Me? I shoot whenever I CAN shoot, given I have a “real” job and a life and all of the complexities that keep me away from the camera. I’ve been trying, frankly, to get to Mono Lake for three years now and still haven’t seen the damn thing, much less photographed it. Maybe in 2010. Think I’m going to only take the camera if I can do the golden hour dance? Fat chance. If I can get there, I’ll have my gear in hand and find shots worthy of being there for.
Or maybe not. Some days it happens. But as in my Teton’s trip, if I’d followed the common wisdom of only shooting in the edges of the day and avoiding the glare of mid-day, I’d have zero shots of the Tetons. I broke the rules going for my aspen foliage shots, too, and while I threw out almost all of the shots, I kept one, which is better than ZERO.

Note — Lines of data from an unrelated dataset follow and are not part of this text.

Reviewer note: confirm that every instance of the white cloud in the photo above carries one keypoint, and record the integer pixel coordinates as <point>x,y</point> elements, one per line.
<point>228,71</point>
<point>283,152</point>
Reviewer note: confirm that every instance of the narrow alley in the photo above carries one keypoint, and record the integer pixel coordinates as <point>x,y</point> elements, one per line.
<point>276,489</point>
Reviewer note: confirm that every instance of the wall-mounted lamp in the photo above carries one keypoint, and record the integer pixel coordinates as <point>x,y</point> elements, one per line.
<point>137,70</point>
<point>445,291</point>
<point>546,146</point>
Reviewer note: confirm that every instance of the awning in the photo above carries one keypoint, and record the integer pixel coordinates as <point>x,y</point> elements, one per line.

So here’s why these three rules are wrong: it’s not about shooting bad shots every day just to be shooting, it’s about working on your craft on a regular basis to become a better photographer, but not working so much you grow to hate doing it. It’s not about “shooting manual”, it’s about being in control of your camera and bending it to your will to get the image you see, not the image the camera wants to hand you. And it’s not about the Golden Hour (although, dammit, if you can do it, do it!), because if you wait until conditions are perfect to shoot images, you own’t shoot very often. It’s about thinking about how, when you do pull out the camera, to take images that are up to your standards.
The “Golden Hour” rule really bothers me, because there’s an implicit “it’s okay to not bother” approval given. It’s never okay to not try; it’s okay to fail, it’s okay to throw out 100% of the day’s shoot if what you try didn’t work — but it’s never okay to not try.
So here are my three rules, the ones I think “we” should be telling new photographers instead of these three rules:
- Commit yourself to being the best photographer you can be. Spend as much time as you can with a camera in your hand, but spend what time you have on practicing creating the best photo you can at that time.
- Learn as much about your gear as you can, and understand how to use the capabilities to create the image you want to create.
- There’s always something worthy of a photograph if you choose to look for it. It is better to take photos at a “bad” time than take no photos waiting for a “good” time. When you take photos, take the best possible shots available rather than bad photos of what you planned to shoot. Flexibility and an open mind wins out over giving up.
I mean, seriously, who in their right mind does bird photography in a white-out fog, anyway? Wouldn’t it be better to head for the Starbucks and wait for better weather?